The idea of a carbon price floor has been a big debate topic within the EU during the most recent years. The British were the pioneers, and the UK has now for years had a carbon price floor, that taxed carbon emissions. Following the presidential election during the spring, it also seems likely that France will start working on a similar system. In Germany however, the attitude towards a carbon price floor is more reluctant ahead of the country’s parliamentary election in September. This despite the fact that Germany is by far the biggest emitter of carbon in the EU.
Energy news site Montel has spoken to Joachim Pfeiffer, a leading parliamentarian within Chancellor Angela Merkels CDU party. He says, that it is not the policy of neither the Chancellor nor the party, that there should be a carbon price floor in Germany.

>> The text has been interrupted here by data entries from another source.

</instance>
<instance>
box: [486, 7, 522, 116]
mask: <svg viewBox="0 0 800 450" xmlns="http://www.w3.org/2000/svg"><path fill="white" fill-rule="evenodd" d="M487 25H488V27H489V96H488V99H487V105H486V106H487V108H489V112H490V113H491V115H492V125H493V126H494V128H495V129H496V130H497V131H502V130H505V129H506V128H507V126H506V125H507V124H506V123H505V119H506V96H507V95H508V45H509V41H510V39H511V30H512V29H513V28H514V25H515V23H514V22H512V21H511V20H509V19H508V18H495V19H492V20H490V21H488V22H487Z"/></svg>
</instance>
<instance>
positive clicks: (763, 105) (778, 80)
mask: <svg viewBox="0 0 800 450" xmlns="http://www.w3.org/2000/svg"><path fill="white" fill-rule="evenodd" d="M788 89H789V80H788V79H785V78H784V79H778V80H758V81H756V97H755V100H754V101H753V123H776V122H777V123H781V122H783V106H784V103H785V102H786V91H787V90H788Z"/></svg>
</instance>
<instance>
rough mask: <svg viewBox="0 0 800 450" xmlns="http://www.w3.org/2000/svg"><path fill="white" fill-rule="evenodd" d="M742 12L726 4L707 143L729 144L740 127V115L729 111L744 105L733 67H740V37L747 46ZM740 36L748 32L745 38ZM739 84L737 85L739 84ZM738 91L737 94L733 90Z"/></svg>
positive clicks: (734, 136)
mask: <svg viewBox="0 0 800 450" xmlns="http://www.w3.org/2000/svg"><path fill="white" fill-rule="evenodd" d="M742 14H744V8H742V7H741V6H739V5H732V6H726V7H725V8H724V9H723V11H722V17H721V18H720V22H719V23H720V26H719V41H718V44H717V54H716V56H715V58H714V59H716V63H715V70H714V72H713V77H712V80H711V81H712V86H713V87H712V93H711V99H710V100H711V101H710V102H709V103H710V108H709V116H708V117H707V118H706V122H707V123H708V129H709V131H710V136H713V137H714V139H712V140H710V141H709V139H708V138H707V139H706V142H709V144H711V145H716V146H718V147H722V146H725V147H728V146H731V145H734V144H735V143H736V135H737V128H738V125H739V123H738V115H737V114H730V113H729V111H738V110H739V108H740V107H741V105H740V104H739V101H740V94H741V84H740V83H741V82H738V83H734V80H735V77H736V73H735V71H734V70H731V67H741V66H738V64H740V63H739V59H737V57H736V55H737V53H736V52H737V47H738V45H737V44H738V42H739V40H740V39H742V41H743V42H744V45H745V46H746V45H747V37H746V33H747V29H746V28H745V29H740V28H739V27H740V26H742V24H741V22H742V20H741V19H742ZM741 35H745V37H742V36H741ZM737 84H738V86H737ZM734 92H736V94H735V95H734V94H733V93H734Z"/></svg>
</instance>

“Carbon trading is an instrument to control emissions, not to control prices” said Pfeiffer - who is both a member of the German Parliament for CDU and the party’s spokesman on energy politics – to Montel.

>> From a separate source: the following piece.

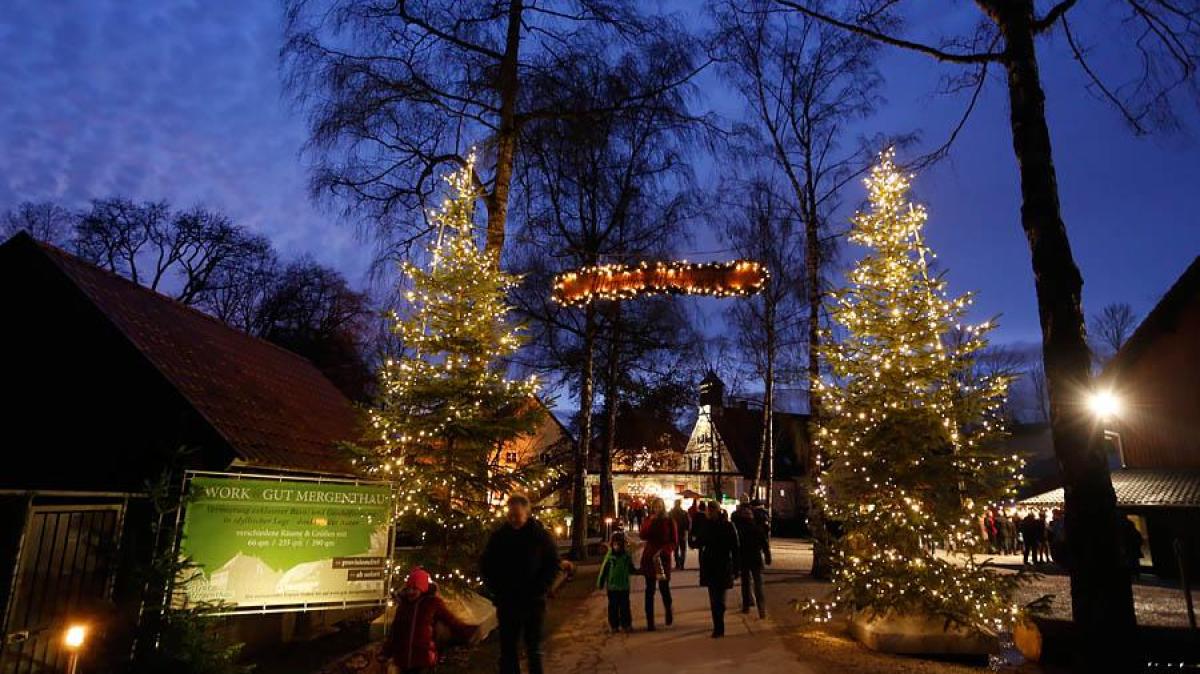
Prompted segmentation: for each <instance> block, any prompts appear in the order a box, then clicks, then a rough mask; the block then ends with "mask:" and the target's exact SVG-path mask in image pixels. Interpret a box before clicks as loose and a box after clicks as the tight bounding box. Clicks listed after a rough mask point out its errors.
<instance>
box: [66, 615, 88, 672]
mask: <svg viewBox="0 0 1200 674" xmlns="http://www.w3.org/2000/svg"><path fill="white" fill-rule="evenodd" d="M86 638H88V626H86V625H71V626H68V627H67V631H66V632H65V633H64V634H62V645H64V646H66V649H67V652H68V654H70V657H68V658H67V674H76V668H77V667H78V666H79V651H80V650H83V643H84V640H86Z"/></svg>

The announcement comes even though France has reached out to Germany to try to coordinate the countries’ policy and agree on a common carbon price floor. CDU – who according to all polls also look like a governing party following September’s election – do not want this. The party does however have ambitions to lower the German carbon emission level. The goal is, that the emission in 2020 should be 40 % lower than it was in 1990. Since the current level is only 28 % below 1990, it does seem somewhat unlikely, that this ambition will end up realized. Furthermore, there is a plan with broad support across the German political specter, that the German coal sector should be gradually phased out towards the year 2050.